9. For Open-Label Phase ONLY:
Adult subjects must either:
‧ Have responded based on RECIST v1.1 (CR or PR) to initial treatment with emactuzumab during the Double-Blind Phase and then progressed (objective progressive disease on MRI imaging centrally confirmed) within 18 months of initiation of treatment on D 1 (Visit 1) with a minimum 6-month washout period between treatments; or
‧ Have received placebo, completed the 6-month visit on D 181/Visit 10 (3 months treatment and 3 months observation) of the Double-Blind Phase, and have i) progressed according to RECIST v1.1 (objective progressive disease on MRI imaging centrally confirmed) within 18 months of initiation of treatment on D 1 (Visit 1), or ii) have stable disease according to RECIST v1.1 (on MRI imaging centrally confirmed) and clinically relevant deterioration as assessed by the Investigator and confirmed by the Medical Monitor within 18 months of initiation of treatment on D 1 (Visit 1).

5.2 Exclusion Criteria
Subjects are excluded from the study if any of the following criteria apply:
1. Pregnant, planning to be pregnant or breast feeding.
2. Medical conditions, including autoimmune, requiring systemic immunosuppression. Any systemic treatment for these conditions (eg, glucocorticoids) is not allowed within 4 weeks of Screening and during the study. All Lupus Erythematosus are excluded irrespective of treatment.
3. Metastatic TGCT.
4. TGCT currently affecting multiple joints.
5. Previous use of systemic therapy (investigational or approved) targeting CSF 1 or CSF 1R within 3 months of Screening.
6. Nilotinib, imatinib, other chemotherapy, radiotherapy, or investigational therapy within 4 weeks of Screening.
7. Clinically significant toxicity from a previous treatment not resolved to Grade 1or less.
8. Current or chronic history of liver disease. This includes, but is not limited to, hepatitis virus infections, drug- or alcohol-related liver disease, non-alcoholic steatohepatitis, autoimmune hepatitis, haemochromatosis, Wilson’s disease, α-1 antitrypsin deficiency, primary biliary cholangitis, primary sclerosing cholangitis, or any other liver disease which in the opinion of the Investigator is considered clinically significant.
9. Renal function: creatinine clearance <60 mL/min (Cockcroft-Gault formula).
10. Liver function: ALT and / or AST >3.0 × ULN; OR total bilirubin >1.5 × ULN.
11. Within 6 months of baseline has experienced: clinically significant myocardial infarction, severe/unstable angina pectoris, congestive heart failure New York Heart Association (NYHA) Class III or IV, or pulmonary disease (NYHA Criteria 1994).
12. Clinically significant active infection requiring systemic antibiotic treatment.

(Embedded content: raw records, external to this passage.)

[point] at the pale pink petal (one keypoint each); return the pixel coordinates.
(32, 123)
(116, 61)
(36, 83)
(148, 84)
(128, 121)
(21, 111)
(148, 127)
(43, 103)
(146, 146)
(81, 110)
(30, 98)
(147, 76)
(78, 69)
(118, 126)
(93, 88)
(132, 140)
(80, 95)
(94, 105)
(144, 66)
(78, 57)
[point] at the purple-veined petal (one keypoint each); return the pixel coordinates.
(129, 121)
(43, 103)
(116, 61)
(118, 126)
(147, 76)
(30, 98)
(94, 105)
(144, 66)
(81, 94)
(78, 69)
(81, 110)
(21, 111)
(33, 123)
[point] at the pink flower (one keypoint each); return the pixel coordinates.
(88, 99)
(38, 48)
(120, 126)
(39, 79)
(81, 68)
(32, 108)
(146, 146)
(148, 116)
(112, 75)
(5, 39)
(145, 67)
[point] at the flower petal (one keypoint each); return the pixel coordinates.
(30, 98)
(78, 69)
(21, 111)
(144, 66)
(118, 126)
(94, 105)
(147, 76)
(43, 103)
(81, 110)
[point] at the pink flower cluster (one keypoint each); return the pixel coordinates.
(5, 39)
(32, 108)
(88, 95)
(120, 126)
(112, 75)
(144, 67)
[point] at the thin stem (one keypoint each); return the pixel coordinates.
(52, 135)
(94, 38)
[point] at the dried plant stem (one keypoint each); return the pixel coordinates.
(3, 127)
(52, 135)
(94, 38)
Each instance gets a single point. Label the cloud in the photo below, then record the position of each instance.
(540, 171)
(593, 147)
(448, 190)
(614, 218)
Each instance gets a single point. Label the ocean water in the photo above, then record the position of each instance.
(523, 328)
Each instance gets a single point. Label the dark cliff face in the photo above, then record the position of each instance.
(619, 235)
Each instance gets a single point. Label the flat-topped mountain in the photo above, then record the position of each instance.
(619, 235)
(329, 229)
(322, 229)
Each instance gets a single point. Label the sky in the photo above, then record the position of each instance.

Rescreening may occur any time after 7 days post-completion of treatment.
13. Systemic antiretroviral therapy within 3 months of baseline.
14. Other active cancer that requires concurrent or planned treatment or history of malignancy other than TGCT, unless there is the expectation that the malignancy has been cured, and tumour specific treatment for the malignancy has not been administered within the previous 5 years.
15. Planned surgery during the course of the study with the exception of dental treatment.
16. Inability to comply with the study procedures.
17. For the Double-Blind Phase ONLY:
Previous exposure to emactuzumab and/or neutralising antibodies.
18. Known allergy/hypersensitivity to the active ingredients or to the excipients.